Les coupes d’arbres à blanc font, de façon unanime, l’objet de nombreuses préoccupations et d’un grand sentiment d’urgence chez les 15 membres bénévoles de du comité de l’environnement de la municipalité d'Alfred-Plantagenet.

La fin des coupes à blanc à Alfred-Plantagenet ?

Alfred-Plantagenet songe à mettre en place un règlement pour cesser l’abattage de forêts entières ou « coupes à blanc ».

Le président du nouveau comité de l’environnement de la municipalité est-ontarienne, Ian Walker, en a fait l’annonce lors de leur toute première réunion, lundi soir. Ce dernier entend éventuellement demander à ses collègues du conseil de mettre en place ce règlement afin de mieux protéger le couvert forestier.

Les coupes d’arbres à blanc font, de façon unanime, l’objet de nombreuses préoccupations et d’un grand sentiment d’urgence chez les 15 membres bénévoles de ce comité.

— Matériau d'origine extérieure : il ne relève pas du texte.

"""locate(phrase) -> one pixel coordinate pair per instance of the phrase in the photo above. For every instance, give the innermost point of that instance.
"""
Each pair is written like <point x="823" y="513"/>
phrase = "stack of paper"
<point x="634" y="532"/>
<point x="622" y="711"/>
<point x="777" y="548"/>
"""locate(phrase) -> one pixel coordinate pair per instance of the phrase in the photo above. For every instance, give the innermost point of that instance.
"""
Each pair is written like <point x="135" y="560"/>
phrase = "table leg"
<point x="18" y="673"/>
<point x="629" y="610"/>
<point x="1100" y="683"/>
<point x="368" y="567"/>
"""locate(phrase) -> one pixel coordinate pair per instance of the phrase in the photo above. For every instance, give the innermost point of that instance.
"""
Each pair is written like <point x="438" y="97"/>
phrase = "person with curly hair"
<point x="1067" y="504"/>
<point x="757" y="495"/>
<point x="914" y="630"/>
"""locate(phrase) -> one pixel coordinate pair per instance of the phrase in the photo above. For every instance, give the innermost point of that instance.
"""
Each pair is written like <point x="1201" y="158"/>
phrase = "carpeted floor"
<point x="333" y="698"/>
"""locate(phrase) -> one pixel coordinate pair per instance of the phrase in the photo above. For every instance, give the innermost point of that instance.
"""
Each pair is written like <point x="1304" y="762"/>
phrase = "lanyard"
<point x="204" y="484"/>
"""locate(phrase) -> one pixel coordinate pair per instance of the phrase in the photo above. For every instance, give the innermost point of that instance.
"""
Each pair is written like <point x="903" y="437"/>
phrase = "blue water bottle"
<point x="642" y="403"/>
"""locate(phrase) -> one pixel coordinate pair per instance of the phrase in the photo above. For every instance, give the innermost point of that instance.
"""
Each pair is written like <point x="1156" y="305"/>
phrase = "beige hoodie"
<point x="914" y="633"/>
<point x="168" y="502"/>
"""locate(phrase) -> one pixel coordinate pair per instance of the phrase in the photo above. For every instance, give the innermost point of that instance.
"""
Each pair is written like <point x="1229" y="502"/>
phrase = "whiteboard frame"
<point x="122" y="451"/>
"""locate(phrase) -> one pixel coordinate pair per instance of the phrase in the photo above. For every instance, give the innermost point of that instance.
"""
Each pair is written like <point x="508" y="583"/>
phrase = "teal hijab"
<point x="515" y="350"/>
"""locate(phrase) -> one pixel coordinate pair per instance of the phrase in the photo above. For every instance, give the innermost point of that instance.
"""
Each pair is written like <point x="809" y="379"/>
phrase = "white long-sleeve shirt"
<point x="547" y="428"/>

Parmi les membres se trouvent des experts en foresterie, en génie environnemental, en biologie et en génétique, des fermiers, trois conseillers municipaux ainsi que le surindentant de drainage de la municipalité, entre autres.

Le responsable des communications de l’association française des propriétaires de boisés privés de l’Est de l’Ontario Boisés Est, Jean-Claude Havard, a tenu à souligner l’importance d’agir rapidement.

« Quand on me parle de coupes à blanc, et qu’on me dit qu’on va faire de l’éducation, je leur réponds qu’ils sont mieux de le faire rapidement, parce que d’ici 20 ans, il n’y aura plus d’arbres. »

L’arboricultrice certifiée Caroline Goulet s’est dite partante pour tenter de trouver des terrains d’entente avec les propriétaires de boisés afin qu’ils ne rasent pas leurs forêts.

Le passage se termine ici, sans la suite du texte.